Farah Ibrahim O, Begum Rowshan A, Ishaque Ali B
Department of Biology, Jackson State University, Jackson, MS 39217, USA.
Biomed Sci Instrum. 2007;43:116-21.
In response to genotoxic agents, normal tissue cells are instructed by p53 either to perform DNA repair or to undergo apoptosis. Studies showed that chemo and/or radiotherapy damage both normal and cancerous cells indiscriminately. To this end, severe side effects inflicted by p53 activation in normal tissues, would possibly be abrogated by p53 inhibition. Pifithrin-alpha (PFT-alpha) is a reversible inhibitor of p53-mediated apoptosis, p53-dependent gene transcription, as well as down stream responsive gene function. The objective of this study was (1) to evaluate PFT-alpha for differential cellular protection in response to arsenic trioxide and cadmium chloride exposure of normal and neoplastic cells, and (2) to evaluate the transcriptional activation of p53 and p53-responsive genes in rat liver cells and HepG2 carcinoma cell line. Cell survival was detected by fluorescein diacetate (FDA) and fluorospectroscopy. Mean LC50 and (SD) for HepG2 cells following exposure to arsenic were 13.7 (+/-1.0) microg/ml with PFT- alpha and 13.4 (+/- 0.5) microg/ml without PFT-alpha (p>0.05). For rat liver cells it was 670 (+/- 8.15) microg/ml with and 573.15 (+/-1.0) microg/ml without PFT-alphha (p<0.05). On exposure to cadmium Chloride, LC50's were 6.95 (+/-2.5) microg/ml for HepG2 cell line in presence of PFT-alpha and 7.35 (+/-1.9) microg/ml in its absence (p>0.5). The results revealed significant differences from controls only upon exposure of rat liver cells to arsenic trioxide in presence of PFT-alpha. PFT-alpha inhibited the transactivation of p53 in rat liver cells and resulted in repression of Bcl2, PCNA, MDM2, Cyclin G and P21 genes by arsenic trioxide. HepG2 cells exposed to arsenic trioxide and PFT-alpha showed expression of only the P53 and PCNA genes. We conclude that PFT-alpha exhibits cytoprotective effect, modifies the detrimental influences of known genotoxic agents in normal cells and has the potential for use as an adjuvant to cancer therapy.

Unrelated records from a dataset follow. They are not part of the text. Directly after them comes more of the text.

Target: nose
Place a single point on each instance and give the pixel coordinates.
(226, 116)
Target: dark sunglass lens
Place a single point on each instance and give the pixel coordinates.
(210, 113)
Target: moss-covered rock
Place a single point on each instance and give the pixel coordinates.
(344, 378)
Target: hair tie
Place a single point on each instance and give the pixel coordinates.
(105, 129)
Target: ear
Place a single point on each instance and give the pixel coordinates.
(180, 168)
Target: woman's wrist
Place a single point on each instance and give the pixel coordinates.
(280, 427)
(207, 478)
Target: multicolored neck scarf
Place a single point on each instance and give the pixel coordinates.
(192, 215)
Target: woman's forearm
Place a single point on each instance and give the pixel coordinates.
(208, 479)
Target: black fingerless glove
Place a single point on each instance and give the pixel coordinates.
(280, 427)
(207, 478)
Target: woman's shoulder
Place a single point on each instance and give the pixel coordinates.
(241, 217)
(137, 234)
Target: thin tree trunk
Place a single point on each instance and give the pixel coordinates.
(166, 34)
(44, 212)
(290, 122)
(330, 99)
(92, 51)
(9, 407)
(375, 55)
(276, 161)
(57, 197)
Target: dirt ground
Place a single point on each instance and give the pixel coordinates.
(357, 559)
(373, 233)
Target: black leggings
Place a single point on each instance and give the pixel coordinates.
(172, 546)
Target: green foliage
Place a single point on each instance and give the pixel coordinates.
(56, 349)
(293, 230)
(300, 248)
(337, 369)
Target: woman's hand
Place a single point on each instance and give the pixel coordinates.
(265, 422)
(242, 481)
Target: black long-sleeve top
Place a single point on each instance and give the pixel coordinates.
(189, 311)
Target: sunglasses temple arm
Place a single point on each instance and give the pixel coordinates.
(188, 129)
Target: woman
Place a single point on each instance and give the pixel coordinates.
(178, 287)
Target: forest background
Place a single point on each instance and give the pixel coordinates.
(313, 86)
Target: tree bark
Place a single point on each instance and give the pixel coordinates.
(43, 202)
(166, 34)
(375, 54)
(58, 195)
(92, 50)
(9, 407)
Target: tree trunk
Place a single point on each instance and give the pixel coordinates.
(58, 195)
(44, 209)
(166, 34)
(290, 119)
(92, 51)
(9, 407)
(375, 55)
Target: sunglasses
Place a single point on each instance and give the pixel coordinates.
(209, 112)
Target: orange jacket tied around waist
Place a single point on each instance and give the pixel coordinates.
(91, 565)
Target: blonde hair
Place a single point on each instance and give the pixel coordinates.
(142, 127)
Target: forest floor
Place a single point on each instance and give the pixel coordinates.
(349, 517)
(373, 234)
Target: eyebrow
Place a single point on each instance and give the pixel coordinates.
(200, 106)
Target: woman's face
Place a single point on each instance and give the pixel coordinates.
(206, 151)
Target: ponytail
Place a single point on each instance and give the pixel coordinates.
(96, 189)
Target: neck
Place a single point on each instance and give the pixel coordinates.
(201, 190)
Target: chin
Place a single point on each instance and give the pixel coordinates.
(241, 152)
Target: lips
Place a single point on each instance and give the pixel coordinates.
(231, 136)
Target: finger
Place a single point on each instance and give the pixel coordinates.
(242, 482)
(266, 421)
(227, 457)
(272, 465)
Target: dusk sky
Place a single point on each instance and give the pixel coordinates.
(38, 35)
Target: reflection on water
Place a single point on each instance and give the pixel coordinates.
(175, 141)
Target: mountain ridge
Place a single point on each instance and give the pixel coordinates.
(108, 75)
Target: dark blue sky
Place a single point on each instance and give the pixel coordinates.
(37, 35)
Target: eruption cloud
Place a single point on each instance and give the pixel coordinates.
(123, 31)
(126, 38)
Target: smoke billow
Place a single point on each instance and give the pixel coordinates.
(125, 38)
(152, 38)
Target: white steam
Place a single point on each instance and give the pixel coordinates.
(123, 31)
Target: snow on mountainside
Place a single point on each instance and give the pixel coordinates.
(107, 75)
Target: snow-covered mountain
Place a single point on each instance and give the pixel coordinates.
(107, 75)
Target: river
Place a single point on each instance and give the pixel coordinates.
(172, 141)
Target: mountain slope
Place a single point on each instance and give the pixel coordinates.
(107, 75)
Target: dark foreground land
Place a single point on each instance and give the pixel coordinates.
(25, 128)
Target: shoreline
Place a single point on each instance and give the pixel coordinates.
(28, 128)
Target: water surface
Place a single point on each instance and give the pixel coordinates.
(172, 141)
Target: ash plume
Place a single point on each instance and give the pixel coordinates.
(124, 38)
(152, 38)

在对基因毒性剂的反应中,正常组织细胞受p53调控,要么进行DNA修复,要么发生凋亡。研究表明,化疗和/或放疗会不加区分地损伤正常细胞和癌细胞。为此,p53在正常组织中激活所造成的严重副作用,可能会通过抑制p53来消除。pifithrin-α(PFT-α)是一种p53介导的凋亡、p53依赖性基因转录以及下游反应性基因功能的可逆抑制剂。本研究的目的是:(1)评估PFT-α在正常细胞和肿瘤细胞暴露于三氧化二砷和氯化镉时的细胞差异保护作用;(2)评估大鼠肝细胞和HepG2癌细胞系中p53及其反应性基因的转录激活情况。通过荧光素二乙酸酯(FDA)和荧光光谱法检测细胞活力。HepG2细胞暴露于砷后,使用PFT-α时的平均半数致死浓度(LC50)及标准差为13.7(±1.0)μg/ml,不使用PFT-α时为13.4(±0.5)μg/ml(p>0.05)。对于大鼠肝细胞,使用PFT-α时为670(±8.15)μg/ml,不使用时为573.15(±1.0)μg/ml(p<0.05)。暴露于氯化镉时,HepG2细胞系在有PFT-α存在时的LC50为6.95(±2.5)μg/ml,不存在时为7.35(±1.9)μg/ml(p>0.5)。结果显示,仅在大鼠肝细胞暴露于有PFT-α存在的三氧化二砷时,与对照组有显著差异。PFT-α抑制大鼠肝细胞中p53的反式激活,并导致三氧化二砷对Bcl2、PCNA、MDM2、细胞周期蛋白G和P21基因的抑制。暴露于三氧化二砷和PFT-α的HepG2细胞仅显示P53和PCNA基因的表达。我们得出结论,PFT-α具有细胞保护作用,可改变已知基因毒性剂对正常细胞的有害影响,有潜力用作癌症治疗的辅助药物。